The search for diamonds in a remote and underdeveloped region of Western Australia in the early 1970s was a bold and challenging undertaking that would deliver a number of surprises and effectively rewrite geological record books.
When Ewen Tyler was a geology student at The University of Western Australia in the 1940s, kimberlite was then the only known host rock for diamonds. However, Tyler was intrigued by the observations of his geology professor, Rex Prider, that lamproitic minerals found in the Kimberley region of Western Australia bore a strong resemblance to those accompanying diamond discoveries in South Africa.
Returning to Australia in the late 1960s after a decade working in mining exploration in Africa and Europe, Tyler was keen to test Prider’s theory that lamproite might also be a host rock for diamonds. He formed the Kalamburu Joint Venture to begin commercial exploration for diamonds in the Kimberley.
The search began in 1972, with the team’s geologists charged with the enormous task of sampling sediments from all the creeks and rivers in the Kimberley – a vast and isolated region roughly the size of the British Isles. The hope was that if there was an exposed diamond pipe, it would have been crossed by creeks or rivers during the region’s pronounced wet season and at least some speck of indicator minerals would have been washed downstream as it eroded.
By early 1974, indicator minerals and diamonds had been found in samples from the north, east and west Kimberley and the joint venture group decided it needed more resources to intensify its exploration. A timely meeting with John Collier, who was head of exploration for CRA Ltd (later to become Rio Tinto Ltd) helped to secure CRA’s participation in the project under the new name of the Ashton Joint Venture. Collier, who had had great success in opening up CRA’s giant Hamersley iron ore project in Western Australia, was an important champion of the diamond project, ensuring that the best equipment and resources were made available to continue the search in earnest.
Clear objectives were set for the search: firstly, to find a diamond larger than a quarter of a carat; secondly, to find a diamond-bearing pipe; and, thirdly, to establish that the pipe was of a diamond grade high enough to justify a mine.

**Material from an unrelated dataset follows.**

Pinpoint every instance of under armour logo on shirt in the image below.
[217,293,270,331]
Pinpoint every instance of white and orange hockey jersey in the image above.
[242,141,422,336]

The first objective was reached in July 1976 when a diamond of more than a quarter of a carat was found in the King George River in the north Kimberley, although the second objective had already been achieved with the discovery of a diamond-bearing pipe – Big Spring No 1 – at the remote site of Mt North Creek.
Bulk testing of this pipe and four others found nearby in 1977 disappointingly revealed diamonds of only very small size. However, the sampling did turn up some important new geological information: in contrast to the South African diamond finds, chromite was revealed as an indicator mineral for diamonds in Australia and lamproite was indeed the host rock for the diamonds. Rex Prider’s theory had finally been proven.
While samples from the west Kimberley eventually led to the discovery of 49 lamproite pipes, and a central treatment plant was built to recover some 92,000 diamonds, it was determined that the grade of these deposits was not quite high enough to warrant establishing a mine.
Happily, further exploration in the eastern part of the Kimberley was to deliver on the search’s third objective. Sampling of Smoke Creek revealed not just the usual indicator minerals for diamonds, but whole diamonds. Indeed, members of the venture team were astonished to find up to 15 diamonds in their pan when they sieved gravel from certain parts of the creek.
Over the next three years, deep drilling was carried out to fully evaluate the pipe and confirm that it was indeed commercially viable. Open pit mining commenced in December 1985 and while the diamonds unearthed were of much lower value than world average, the volumes were immense and the grade was of a richness that would rewrite geological textbooks. Argyle would become one of the world’s largest producers of diamonds and the largest supplier of natural coloured diamonds, including white, champagne, cognac, blue and the highly coveted rare pink diamonds.